Functional Classification by GO and KOG

Gene ontology (GO, a standardized classification system for gene function) was assigned to classify the functions of predicted switchgrass unigenes. In total, 1,931 functional GO terms were assigned among 41,494 unigenes with BLAST matching to known proteins (Supplementary Table S4). The majority of the unigenes were assigned to the categories of biological processes (100,887, 47.61%), followed by cellular components (63,207, 29.83%) and molecular functions (47,821, 22.57%; Supplementary Figure S2). Under the category of biological processes, cellular processes (22,564, 22.37%) and metabolic processes (21,358, 21.17%) were prominently represented. Under the classification of molecular functions, the binding (22,620, 47.3%) and catalytic activities (17,760, 37.1%) represented the two largest categories, while other categories, such as those for transporter activities, structural molecule activity, molecular function regulator, and others, together contained only 7,441 unigenes representing 15.56% of the total number of unigenes. As for the cellular component, two categories, pertaining to cells and cell parts, accounted for approximately 40.38% of the cellular components that were identified; the organelle category accounted for approximately 13.53% of the cellular component unigenes, and the membrane and membrane part categories accounted for 19.43%.

In order to predict and classify possible functions, all unigenes were aligned to the euKaryotic Ortholog Groups (KOG) database in which orthologous gene products were classified. Out of 56,968 unigenes with significant similarity to nr proteins in this study, 21,165 sequences were assigned to KOG classifications. Among the 26 KOG categories, the cluster related to general function prediction (3,674, 17.36%) was the largest group, followed by those for post-translational modification (2,670, 12.62%); translation, translation, ribosomal structure, and biogenesis (1,693, 8.00%); and signal transduction mechanisms (1,605, 7.58%).
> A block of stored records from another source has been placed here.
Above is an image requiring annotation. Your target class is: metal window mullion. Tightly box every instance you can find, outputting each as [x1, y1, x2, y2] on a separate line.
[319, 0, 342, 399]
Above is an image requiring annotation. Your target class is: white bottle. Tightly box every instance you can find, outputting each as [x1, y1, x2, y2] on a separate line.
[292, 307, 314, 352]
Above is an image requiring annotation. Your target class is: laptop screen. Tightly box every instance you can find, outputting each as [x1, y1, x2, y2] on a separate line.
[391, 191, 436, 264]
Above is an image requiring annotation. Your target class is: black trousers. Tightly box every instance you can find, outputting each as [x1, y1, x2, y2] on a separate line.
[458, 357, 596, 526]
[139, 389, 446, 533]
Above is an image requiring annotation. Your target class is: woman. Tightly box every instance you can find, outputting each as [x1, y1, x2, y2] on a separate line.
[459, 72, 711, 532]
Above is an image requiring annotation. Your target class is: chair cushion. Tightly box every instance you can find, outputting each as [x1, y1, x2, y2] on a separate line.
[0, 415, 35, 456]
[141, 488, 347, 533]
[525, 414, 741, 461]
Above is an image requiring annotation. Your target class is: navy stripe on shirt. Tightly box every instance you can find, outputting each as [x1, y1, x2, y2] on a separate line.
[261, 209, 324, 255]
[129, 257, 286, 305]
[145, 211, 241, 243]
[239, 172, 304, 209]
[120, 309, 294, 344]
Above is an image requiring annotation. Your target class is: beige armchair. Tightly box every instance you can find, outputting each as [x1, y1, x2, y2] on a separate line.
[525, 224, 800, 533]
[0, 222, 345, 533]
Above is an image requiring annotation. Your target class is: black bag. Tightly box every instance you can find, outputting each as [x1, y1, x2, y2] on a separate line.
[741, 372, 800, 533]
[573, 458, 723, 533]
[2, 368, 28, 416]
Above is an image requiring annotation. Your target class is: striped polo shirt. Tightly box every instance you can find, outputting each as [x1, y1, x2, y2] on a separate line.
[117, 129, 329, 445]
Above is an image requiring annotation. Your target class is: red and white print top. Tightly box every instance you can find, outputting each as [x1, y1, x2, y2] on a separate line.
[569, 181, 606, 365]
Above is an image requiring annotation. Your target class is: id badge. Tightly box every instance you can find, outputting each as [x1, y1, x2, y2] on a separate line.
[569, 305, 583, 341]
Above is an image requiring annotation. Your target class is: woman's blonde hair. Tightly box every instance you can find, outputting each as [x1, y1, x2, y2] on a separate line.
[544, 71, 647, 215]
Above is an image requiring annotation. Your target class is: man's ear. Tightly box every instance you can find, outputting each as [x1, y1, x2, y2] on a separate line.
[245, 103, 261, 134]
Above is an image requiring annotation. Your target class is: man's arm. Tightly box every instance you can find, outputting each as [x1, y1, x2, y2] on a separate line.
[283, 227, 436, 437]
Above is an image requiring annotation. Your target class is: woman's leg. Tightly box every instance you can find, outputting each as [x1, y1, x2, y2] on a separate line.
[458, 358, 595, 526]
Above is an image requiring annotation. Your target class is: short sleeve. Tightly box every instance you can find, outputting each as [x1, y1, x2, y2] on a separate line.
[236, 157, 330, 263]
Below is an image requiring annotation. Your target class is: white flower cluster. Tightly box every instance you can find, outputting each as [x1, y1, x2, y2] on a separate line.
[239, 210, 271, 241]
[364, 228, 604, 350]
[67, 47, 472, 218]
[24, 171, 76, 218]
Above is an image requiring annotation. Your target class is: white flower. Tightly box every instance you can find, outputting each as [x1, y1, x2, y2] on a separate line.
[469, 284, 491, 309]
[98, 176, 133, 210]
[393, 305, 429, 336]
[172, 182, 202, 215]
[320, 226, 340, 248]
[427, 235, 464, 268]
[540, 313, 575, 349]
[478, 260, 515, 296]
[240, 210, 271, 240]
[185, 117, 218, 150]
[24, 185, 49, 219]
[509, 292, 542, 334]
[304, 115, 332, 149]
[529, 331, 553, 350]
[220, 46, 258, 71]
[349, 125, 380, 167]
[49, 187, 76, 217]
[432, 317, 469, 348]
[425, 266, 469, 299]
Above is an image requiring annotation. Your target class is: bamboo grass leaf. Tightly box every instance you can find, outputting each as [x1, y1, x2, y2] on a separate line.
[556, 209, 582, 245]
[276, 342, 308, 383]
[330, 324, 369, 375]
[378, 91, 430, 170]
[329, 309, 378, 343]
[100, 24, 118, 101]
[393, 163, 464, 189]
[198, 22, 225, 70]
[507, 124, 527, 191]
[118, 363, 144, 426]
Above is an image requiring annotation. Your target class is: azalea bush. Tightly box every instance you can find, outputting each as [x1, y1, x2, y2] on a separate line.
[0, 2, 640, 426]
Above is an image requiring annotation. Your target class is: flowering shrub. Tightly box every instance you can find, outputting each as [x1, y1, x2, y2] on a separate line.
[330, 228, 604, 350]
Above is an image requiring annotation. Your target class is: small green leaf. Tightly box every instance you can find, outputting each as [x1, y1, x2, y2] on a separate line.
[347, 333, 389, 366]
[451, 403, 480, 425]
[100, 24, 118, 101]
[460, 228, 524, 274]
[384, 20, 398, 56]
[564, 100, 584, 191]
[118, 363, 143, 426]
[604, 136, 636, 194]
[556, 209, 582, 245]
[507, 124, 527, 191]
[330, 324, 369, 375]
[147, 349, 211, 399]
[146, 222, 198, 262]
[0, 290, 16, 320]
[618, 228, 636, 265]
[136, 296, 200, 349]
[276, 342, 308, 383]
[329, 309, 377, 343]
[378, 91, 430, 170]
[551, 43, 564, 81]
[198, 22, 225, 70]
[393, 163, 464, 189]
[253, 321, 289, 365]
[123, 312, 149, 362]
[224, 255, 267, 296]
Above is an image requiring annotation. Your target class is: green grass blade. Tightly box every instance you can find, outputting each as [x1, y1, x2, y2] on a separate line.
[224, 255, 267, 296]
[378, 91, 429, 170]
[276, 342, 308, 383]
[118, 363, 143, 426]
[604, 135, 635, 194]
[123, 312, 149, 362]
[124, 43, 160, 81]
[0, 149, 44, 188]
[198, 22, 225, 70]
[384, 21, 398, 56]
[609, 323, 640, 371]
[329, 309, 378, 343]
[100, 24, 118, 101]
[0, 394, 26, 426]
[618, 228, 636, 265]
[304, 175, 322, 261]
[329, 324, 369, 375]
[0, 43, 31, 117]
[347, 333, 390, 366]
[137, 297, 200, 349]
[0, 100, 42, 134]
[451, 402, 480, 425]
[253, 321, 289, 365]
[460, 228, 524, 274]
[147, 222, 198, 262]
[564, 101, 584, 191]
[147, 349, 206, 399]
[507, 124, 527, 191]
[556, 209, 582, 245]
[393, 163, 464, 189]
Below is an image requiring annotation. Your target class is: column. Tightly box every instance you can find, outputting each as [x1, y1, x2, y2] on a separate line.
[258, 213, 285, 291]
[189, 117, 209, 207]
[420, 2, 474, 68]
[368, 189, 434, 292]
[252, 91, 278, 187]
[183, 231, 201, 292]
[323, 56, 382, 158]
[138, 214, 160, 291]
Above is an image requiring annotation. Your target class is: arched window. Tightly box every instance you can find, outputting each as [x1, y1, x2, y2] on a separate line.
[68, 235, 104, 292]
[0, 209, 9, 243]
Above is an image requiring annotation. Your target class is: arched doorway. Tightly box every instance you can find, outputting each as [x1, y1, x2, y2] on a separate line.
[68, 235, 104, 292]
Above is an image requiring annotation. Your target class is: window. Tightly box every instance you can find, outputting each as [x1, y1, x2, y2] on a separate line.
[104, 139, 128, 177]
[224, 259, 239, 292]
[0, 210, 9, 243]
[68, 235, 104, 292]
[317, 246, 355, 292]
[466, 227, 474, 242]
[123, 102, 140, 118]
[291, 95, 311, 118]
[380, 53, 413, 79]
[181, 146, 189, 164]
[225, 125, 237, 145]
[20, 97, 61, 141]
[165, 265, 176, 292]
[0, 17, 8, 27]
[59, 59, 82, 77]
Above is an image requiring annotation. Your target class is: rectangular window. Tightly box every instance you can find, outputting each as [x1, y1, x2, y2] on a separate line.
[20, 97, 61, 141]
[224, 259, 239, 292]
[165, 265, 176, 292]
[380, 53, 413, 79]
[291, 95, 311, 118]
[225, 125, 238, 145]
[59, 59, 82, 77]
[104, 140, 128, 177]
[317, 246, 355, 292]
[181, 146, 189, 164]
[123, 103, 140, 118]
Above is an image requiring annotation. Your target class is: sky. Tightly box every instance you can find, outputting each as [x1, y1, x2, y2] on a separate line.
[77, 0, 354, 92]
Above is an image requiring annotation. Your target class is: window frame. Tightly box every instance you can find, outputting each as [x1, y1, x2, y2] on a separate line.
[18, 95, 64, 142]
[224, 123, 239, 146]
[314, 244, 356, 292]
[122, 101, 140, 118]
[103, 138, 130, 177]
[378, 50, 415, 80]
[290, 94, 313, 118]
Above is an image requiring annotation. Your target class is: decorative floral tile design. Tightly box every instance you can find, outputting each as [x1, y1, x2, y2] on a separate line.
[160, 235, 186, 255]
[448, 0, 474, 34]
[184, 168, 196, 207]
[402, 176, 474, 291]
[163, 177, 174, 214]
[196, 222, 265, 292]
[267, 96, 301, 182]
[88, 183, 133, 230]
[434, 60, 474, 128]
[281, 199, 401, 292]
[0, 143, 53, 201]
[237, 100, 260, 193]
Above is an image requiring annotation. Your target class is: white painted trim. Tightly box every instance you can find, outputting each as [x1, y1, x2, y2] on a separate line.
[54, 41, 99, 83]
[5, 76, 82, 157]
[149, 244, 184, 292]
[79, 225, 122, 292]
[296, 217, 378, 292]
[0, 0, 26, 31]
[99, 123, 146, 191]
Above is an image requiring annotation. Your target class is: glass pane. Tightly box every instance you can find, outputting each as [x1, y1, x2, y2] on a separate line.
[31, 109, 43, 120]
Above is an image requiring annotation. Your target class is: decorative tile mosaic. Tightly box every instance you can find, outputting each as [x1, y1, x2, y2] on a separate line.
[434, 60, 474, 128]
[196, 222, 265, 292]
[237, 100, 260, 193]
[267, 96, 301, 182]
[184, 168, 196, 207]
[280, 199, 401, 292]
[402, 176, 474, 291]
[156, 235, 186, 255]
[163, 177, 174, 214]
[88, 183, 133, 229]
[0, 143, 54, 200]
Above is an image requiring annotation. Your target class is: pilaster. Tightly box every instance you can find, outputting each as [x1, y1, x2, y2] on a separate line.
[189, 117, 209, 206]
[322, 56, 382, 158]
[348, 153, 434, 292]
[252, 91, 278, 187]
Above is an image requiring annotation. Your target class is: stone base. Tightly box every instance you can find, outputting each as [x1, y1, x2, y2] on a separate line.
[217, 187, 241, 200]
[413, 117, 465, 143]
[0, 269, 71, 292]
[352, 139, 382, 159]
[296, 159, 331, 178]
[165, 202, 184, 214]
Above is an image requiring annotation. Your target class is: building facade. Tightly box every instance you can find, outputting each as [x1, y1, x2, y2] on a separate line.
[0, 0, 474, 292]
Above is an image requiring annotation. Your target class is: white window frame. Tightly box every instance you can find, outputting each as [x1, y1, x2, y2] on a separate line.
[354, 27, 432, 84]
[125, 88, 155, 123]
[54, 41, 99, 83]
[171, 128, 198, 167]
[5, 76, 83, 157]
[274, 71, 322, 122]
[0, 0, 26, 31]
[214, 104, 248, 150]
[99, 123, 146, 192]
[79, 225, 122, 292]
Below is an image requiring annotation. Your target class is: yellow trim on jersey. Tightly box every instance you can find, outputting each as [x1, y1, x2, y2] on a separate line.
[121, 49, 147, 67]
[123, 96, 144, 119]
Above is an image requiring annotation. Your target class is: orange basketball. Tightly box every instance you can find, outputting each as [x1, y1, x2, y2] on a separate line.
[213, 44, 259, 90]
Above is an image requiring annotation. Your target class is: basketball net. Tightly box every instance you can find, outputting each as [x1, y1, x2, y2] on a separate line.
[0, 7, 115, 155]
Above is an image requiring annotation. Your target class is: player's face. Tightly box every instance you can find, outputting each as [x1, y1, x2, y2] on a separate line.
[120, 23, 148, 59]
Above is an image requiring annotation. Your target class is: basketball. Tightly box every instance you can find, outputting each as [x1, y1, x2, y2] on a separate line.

Functional Classifications Using KEGG Pathways

All the unigenes were analyzed with respect to the KEGG pathway database to further examine the transcriptome of transgenic switchgrass. Out of the 135,684 identified unigenes, 16,222 (11.96%) with significant matches were assigned to five main categories that included 131 KEGG pathways (Figure 2; Supplementary file-KEGG). Among the five main categories that were identified, metabolism held the greatest number of unigenes (9,257, 57.06%), followed by genetic information (4,484, 27.64%), cellular processes (1,000, 6.17%), organismal systems (816, 5.03%), and environmental information processing (665, 4.10%). These results indicate that active metabolic processes were occurring in transgenic switchgrass. As shown in Supplementary file-KEGG, the metabolism category contained 19 sub-categories, including environmental adaptation, nucleotide metabolism, metabolism of terpenoids and polyketides, energy metabolism, carbohydrate metabolism, folding, sorting and degradation, membrane transport, biosynthesis involved in other secondary metabolism, amino acid metabolism, transport and catabolism, signal transduction and (Figure 2).

FIGURE 2.

FIGURE 2

Pathway assignment based on the Kyoto Encyclopedia of Genes and Genomes (KEGG) database. (A) Classification based on cellular process categories, (B) classification based on environmental information processing categories, (C) classification based on genetic information processing categories, (D) classification based on metabolism categories, and (E) classification based on organismal systems categories.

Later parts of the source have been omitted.